There may be some test cases that are not envisioned when the application was designed and thus there is no test case in the functional test plan. It may be some weird user action, a user pressing a button on the screen when nobody thought it was possible. Users, even if benevolent, happen to press or touch anything and enter all possible unrealistic inputs into a system. Ad-hoc testing tries to amend this shortage. A tester during ad-hoc testing tries all the possible ways of use of the application that he or she can imagine at the moment the test is executed.
This is also related to security testing, also called penetration testing when the vulnerabilities of the system are discovered. These are special types of tests that are performed by professionals who have their core area of expertise in security. Developers usually do not have that expertise, but at least, the developers should be able to discuss issues that are discovered during such a test and amend the program to fix the security holes. This is extremely important in the case of Internet applications.
Performance testing checks that the application, in a reasonable environment, can handle the expected load that the user puts on the system. A load test emulates the users who attack the system and measures the response times. If the response time is appropriate, that is, lower than the required maximum under the maximum load, then the test passes; otherwise, it fails. If a load test fails, it is not necessarily a software error. It may so happen that the application needs more or faster hardware. Load tests usually test the functionality of the application in only a limited way and only test use scenarios that pose read load on the application.
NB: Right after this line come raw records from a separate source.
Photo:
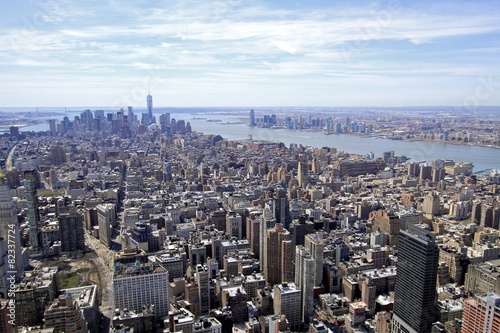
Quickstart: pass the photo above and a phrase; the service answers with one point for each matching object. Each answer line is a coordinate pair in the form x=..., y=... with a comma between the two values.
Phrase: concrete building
x=105, y=218
x=30, y=192
x=71, y=230
x=138, y=285
x=234, y=225
x=278, y=265
x=305, y=268
x=482, y=314
x=286, y=298
x=36, y=290
x=65, y=316
x=314, y=244
x=87, y=300
x=9, y=229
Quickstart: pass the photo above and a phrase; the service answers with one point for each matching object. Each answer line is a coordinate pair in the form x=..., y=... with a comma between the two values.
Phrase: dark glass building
x=415, y=290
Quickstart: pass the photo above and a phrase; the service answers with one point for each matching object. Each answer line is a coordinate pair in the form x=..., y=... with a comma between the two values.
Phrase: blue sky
x=249, y=53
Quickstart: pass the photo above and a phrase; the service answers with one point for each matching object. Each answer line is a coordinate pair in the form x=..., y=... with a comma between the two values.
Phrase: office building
x=314, y=244
x=482, y=314
x=30, y=192
x=71, y=230
x=415, y=290
x=141, y=284
x=87, y=299
x=304, y=280
x=234, y=225
x=105, y=219
x=36, y=290
x=278, y=265
x=9, y=227
x=65, y=316
x=149, y=100
x=286, y=299
x=252, y=118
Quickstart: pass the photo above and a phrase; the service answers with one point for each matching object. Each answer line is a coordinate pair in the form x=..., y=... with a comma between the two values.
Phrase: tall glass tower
x=150, y=107
x=30, y=192
x=415, y=289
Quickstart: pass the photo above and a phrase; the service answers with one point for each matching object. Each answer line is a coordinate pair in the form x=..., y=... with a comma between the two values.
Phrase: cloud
x=211, y=43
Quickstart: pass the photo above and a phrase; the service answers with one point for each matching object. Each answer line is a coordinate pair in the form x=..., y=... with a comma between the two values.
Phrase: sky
x=66, y=53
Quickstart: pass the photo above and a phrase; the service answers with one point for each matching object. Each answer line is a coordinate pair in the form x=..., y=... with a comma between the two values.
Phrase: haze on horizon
x=262, y=53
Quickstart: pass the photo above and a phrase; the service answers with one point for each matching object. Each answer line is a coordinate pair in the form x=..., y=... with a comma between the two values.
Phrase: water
x=484, y=158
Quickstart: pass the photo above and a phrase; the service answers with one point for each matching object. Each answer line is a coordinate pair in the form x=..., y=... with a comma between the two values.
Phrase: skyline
x=266, y=53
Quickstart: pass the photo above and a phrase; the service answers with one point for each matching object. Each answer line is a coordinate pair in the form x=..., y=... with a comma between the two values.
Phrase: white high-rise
x=304, y=280
x=141, y=285
x=9, y=227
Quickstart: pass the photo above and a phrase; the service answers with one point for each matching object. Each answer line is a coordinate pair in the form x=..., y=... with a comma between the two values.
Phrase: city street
x=104, y=264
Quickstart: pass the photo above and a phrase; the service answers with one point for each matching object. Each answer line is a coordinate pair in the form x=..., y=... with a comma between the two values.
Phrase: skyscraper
x=252, y=117
x=136, y=285
x=72, y=233
x=314, y=244
x=150, y=107
x=304, y=280
x=286, y=298
x=9, y=227
x=415, y=290
x=30, y=192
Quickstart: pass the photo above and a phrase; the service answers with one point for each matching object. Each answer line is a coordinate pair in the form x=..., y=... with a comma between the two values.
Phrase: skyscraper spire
x=150, y=107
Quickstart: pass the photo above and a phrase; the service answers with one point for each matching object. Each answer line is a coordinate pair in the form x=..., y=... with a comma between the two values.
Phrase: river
x=484, y=158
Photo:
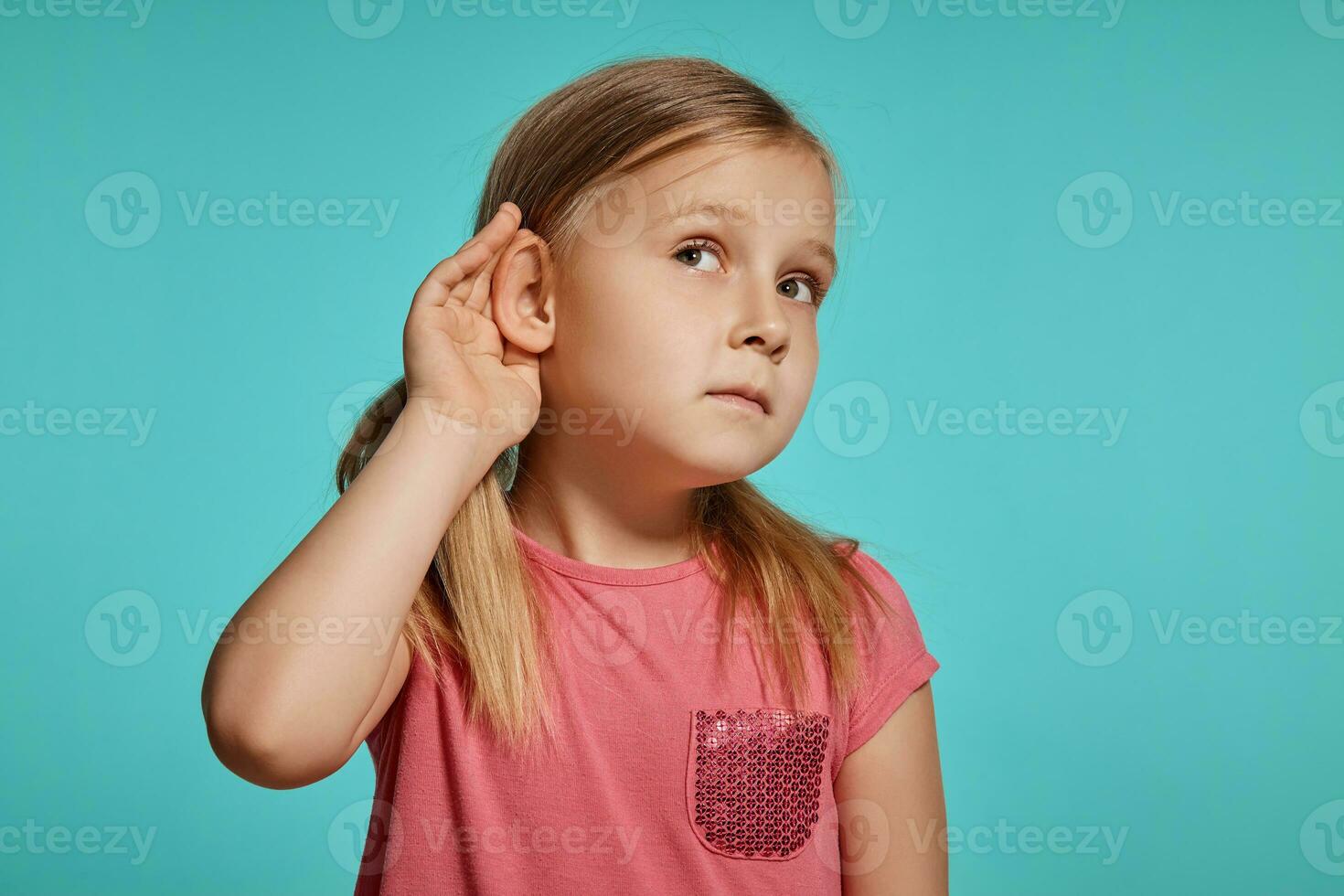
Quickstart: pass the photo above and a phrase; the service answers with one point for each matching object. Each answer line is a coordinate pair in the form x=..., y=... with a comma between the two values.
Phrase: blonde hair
x=477, y=604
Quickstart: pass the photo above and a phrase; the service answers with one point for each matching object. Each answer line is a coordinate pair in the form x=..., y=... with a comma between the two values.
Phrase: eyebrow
x=720, y=211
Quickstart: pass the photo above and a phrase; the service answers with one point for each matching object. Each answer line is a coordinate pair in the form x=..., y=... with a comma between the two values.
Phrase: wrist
x=426, y=425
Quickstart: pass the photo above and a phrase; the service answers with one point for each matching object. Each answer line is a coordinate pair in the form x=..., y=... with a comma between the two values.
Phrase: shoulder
x=894, y=660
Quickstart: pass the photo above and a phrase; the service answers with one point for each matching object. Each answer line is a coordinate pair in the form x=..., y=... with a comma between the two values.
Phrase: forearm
x=305, y=656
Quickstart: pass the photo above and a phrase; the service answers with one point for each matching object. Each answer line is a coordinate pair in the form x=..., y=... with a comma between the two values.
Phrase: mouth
x=746, y=398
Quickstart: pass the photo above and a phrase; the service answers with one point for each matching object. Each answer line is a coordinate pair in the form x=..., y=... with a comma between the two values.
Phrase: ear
x=523, y=293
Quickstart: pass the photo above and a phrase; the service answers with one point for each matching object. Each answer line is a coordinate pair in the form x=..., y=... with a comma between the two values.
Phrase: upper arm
x=890, y=807
x=391, y=687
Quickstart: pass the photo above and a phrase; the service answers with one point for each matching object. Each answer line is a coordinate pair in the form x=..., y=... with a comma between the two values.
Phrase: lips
x=745, y=391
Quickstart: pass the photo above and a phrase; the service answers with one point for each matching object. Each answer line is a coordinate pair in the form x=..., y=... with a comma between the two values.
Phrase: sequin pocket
x=754, y=779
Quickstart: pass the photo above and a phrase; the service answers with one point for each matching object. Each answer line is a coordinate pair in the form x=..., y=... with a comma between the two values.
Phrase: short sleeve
x=892, y=657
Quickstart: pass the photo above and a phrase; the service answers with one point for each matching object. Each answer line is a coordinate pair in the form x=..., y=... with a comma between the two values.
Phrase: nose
x=760, y=320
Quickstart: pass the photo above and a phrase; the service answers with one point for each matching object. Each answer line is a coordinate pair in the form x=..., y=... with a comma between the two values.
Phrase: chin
x=725, y=460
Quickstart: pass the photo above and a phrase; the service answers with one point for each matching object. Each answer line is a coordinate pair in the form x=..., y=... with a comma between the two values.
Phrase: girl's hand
x=457, y=363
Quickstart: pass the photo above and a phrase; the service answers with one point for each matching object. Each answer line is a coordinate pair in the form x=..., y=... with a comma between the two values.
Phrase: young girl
x=586, y=653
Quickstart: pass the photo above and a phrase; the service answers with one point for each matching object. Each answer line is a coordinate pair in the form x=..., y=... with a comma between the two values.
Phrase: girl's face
x=699, y=274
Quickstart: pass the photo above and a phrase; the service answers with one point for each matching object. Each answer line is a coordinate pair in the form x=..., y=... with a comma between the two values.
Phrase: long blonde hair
x=477, y=604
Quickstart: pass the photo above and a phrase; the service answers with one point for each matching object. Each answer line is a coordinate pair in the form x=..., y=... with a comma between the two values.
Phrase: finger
x=506, y=220
x=438, y=283
x=451, y=272
x=479, y=297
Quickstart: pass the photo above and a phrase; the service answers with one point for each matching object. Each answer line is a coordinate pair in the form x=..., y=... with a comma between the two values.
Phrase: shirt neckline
x=606, y=575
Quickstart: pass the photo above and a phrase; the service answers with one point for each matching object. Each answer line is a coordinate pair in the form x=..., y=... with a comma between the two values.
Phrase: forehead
x=731, y=180
x=784, y=188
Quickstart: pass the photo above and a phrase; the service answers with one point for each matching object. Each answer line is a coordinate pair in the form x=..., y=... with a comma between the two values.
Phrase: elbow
x=263, y=753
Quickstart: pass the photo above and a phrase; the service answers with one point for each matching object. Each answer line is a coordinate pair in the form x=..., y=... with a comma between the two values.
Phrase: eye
x=804, y=288
x=695, y=252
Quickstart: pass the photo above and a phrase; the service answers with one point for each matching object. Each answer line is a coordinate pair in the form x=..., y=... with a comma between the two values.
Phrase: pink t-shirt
x=672, y=774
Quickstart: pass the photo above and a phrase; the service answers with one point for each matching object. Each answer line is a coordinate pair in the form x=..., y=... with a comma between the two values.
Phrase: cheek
x=623, y=340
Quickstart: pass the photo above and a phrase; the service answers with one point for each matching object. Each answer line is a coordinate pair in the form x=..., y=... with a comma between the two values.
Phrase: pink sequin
x=758, y=779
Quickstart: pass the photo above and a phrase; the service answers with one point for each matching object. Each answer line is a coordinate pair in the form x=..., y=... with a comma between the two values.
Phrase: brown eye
x=800, y=289
x=695, y=255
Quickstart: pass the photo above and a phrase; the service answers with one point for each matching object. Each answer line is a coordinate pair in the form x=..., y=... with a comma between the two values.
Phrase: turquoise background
x=1221, y=762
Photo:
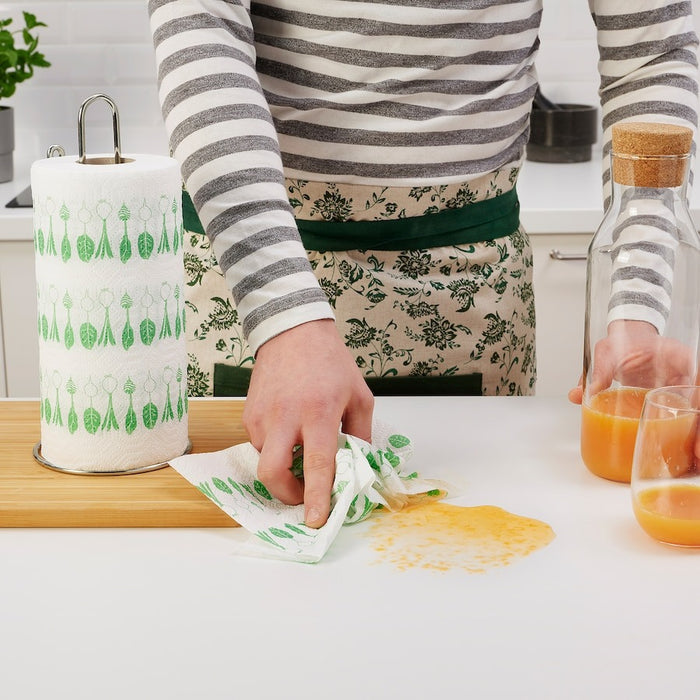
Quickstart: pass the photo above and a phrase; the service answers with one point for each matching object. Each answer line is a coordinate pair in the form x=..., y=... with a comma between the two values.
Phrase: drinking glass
x=665, y=481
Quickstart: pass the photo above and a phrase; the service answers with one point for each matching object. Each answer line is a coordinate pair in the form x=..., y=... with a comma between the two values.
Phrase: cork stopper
x=648, y=154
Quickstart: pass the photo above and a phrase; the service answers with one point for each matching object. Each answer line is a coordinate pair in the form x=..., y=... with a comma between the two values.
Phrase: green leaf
x=221, y=485
x=145, y=245
x=72, y=420
x=91, y=420
x=398, y=441
x=296, y=529
x=68, y=337
x=130, y=420
x=235, y=485
x=125, y=249
x=147, y=330
x=88, y=335
x=281, y=533
x=65, y=249
x=392, y=458
x=86, y=247
x=261, y=490
x=265, y=537
x=127, y=336
x=150, y=415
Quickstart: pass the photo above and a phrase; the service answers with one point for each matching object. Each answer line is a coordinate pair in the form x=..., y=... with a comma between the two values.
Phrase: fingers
x=357, y=420
x=319, y=472
x=576, y=394
x=603, y=367
x=274, y=470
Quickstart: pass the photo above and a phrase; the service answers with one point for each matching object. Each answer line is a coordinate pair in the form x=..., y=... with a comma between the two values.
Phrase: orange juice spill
x=670, y=514
x=440, y=537
x=609, y=425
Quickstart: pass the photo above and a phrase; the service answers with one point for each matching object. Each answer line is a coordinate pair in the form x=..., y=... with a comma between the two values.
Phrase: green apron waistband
x=234, y=381
x=474, y=223
x=481, y=221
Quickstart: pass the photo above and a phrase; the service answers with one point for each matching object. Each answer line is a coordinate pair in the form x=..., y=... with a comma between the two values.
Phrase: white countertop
x=601, y=612
x=554, y=198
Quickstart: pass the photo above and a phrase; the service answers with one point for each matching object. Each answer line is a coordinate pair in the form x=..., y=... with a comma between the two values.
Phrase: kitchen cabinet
x=18, y=312
x=559, y=280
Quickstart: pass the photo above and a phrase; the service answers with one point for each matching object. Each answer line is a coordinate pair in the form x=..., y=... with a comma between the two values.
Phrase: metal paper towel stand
x=56, y=150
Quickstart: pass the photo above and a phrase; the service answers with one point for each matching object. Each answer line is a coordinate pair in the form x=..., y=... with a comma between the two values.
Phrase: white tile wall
x=105, y=46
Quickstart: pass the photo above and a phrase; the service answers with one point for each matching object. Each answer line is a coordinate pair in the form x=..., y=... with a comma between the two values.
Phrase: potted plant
x=17, y=64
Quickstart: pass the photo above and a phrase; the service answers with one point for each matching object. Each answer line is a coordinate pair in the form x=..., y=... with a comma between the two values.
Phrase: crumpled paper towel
x=367, y=476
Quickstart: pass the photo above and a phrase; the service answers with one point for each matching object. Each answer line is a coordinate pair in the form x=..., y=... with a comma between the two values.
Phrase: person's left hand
x=634, y=354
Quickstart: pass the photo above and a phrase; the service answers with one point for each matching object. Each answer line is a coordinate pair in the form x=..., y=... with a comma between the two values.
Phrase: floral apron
x=434, y=295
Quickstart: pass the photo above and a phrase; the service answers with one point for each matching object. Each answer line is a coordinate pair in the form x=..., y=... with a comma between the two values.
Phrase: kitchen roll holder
x=56, y=150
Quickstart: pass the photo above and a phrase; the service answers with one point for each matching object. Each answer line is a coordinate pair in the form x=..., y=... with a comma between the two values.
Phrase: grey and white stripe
x=390, y=92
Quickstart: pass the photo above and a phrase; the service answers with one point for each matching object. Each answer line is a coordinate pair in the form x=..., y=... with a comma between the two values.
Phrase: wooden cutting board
x=35, y=496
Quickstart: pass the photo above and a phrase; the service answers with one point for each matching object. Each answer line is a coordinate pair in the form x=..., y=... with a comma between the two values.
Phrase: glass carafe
x=642, y=292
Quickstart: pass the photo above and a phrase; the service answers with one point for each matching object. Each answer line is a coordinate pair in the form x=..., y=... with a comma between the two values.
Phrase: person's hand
x=634, y=354
x=305, y=385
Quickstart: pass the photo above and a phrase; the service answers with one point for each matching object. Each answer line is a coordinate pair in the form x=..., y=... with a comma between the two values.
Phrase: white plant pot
x=7, y=143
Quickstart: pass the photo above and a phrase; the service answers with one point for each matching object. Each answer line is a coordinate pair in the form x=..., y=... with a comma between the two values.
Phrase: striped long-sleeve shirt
x=391, y=92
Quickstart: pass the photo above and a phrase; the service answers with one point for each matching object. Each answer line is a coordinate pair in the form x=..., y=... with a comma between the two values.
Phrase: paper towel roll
x=110, y=276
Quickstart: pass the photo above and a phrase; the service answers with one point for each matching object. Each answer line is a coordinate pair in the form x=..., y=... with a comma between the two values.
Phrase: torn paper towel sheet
x=367, y=476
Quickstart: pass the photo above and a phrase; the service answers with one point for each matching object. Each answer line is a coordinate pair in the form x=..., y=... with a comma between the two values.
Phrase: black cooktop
x=23, y=199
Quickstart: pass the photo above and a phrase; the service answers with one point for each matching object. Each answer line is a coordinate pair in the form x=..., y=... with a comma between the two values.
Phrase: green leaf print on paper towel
x=165, y=328
x=66, y=250
x=85, y=245
x=261, y=490
x=104, y=249
x=177, y=235
x=168, y=414
x=53, y=330
x=51, y=241
x=180, y=400
x=88, y=332
x=130, y=420
x=106, y=335
x=398, y=441
x=72, y=413
x=178, y=320
x=57, y=414
x=209, y=493
x=124, y=244
x=109, y=384
x=91, y=418
x=39, y=241
x=127, y=332
x=150, y=410
x=147, y=328
x=145, y=239
x=163, y=244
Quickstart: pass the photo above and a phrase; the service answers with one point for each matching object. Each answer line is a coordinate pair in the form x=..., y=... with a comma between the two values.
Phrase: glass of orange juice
x=609, y=422
x=665, y=480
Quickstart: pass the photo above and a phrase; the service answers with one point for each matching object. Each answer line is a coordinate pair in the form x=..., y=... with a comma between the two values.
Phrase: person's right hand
x=305, y=386
x=634, y=354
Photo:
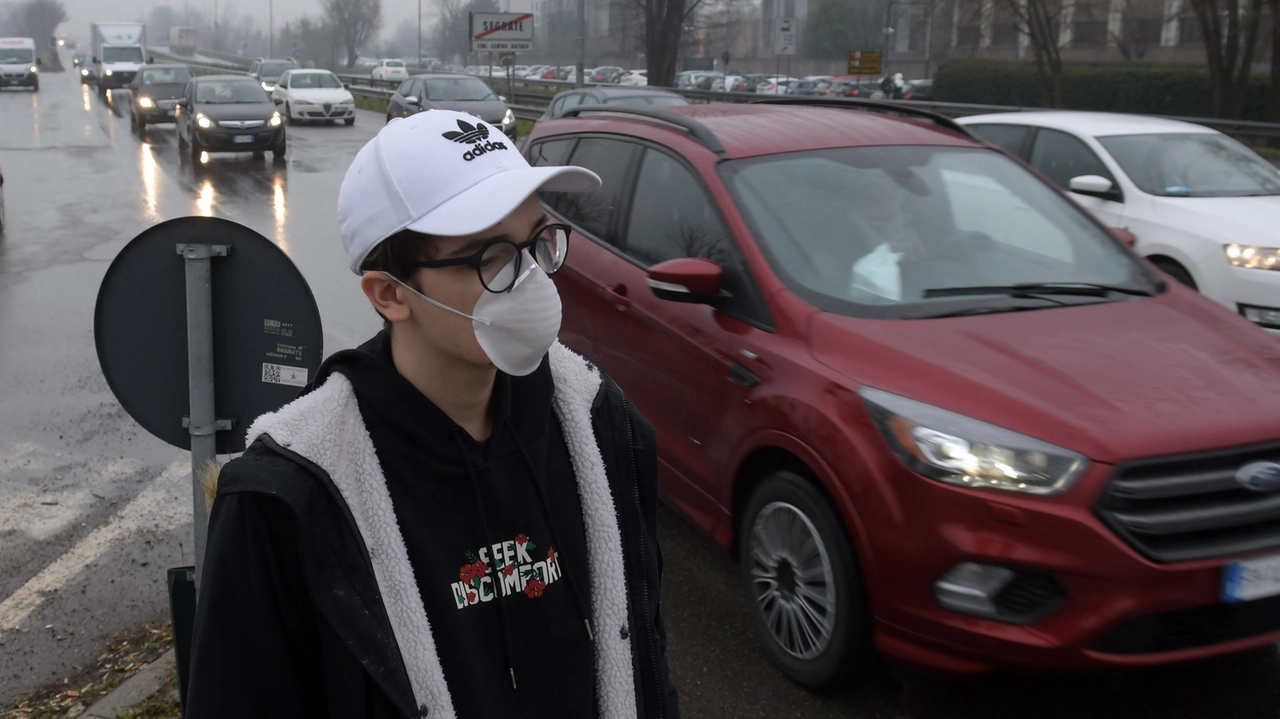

The average response time started from a few milliseconds and went up to 1.9 seconds as the load was increased to 5,000 concurrent users, and from there, it was descending down to 1 second as the load was increased to 10,000 users. You can understand the attitude of the people on a Friday afternoon, being happy that we met the requirements. My colleagues left for the weekend happily. I remained testing a bit more because I was bothered by the phenomenon that the response time decreases as we increase the load above 5,000. First, I reproduced the measurement and then started looking at the log files. At 7 pm, I already knew what the reason was.
When the load went above 5,000, the connections the Apache server was managing started to exhaust and the web server started to send back 500 internal error codes. That is something that Apache can very effectively do. It is very fast in telling you that you cannot be served. When the load was around 10,000 concurrent users, 70% of the responses already had 500 errors. The average went down, but the users were actually not served. I reconfigured the Apache server so that it could serve all the requests and forward each to our application just to learn that the response time of our application was around 10 seconds at the maximum load. Around 10 pm, when my wife was calling my mobile the third time, I also knew how large a memory I should set in the Tomcat startup file in the options for the JVM to get the desired 2-second response time in case of 10,000 concurrent users.
Stress test is also a type of performance test that you may also face. This type of test increases the load on the system until it cannot handle the load. That test should ensure that the system can recover from the extreme load automatically or manually but, in no case, will do something that it shouldn't at all. For example, a baking system should not ever commit an unconfirmed transaction, no matter how big the load there is. If the load is too high, then it should leave the dough raw but should not bake extra bread.
The most important test at the top of the hierarchy is the user acceptance test. This is usually an official test that the customer, who buys the software, executes and in the case of successful execution, pays the price for the software. Thus, this is extremely important in professional development.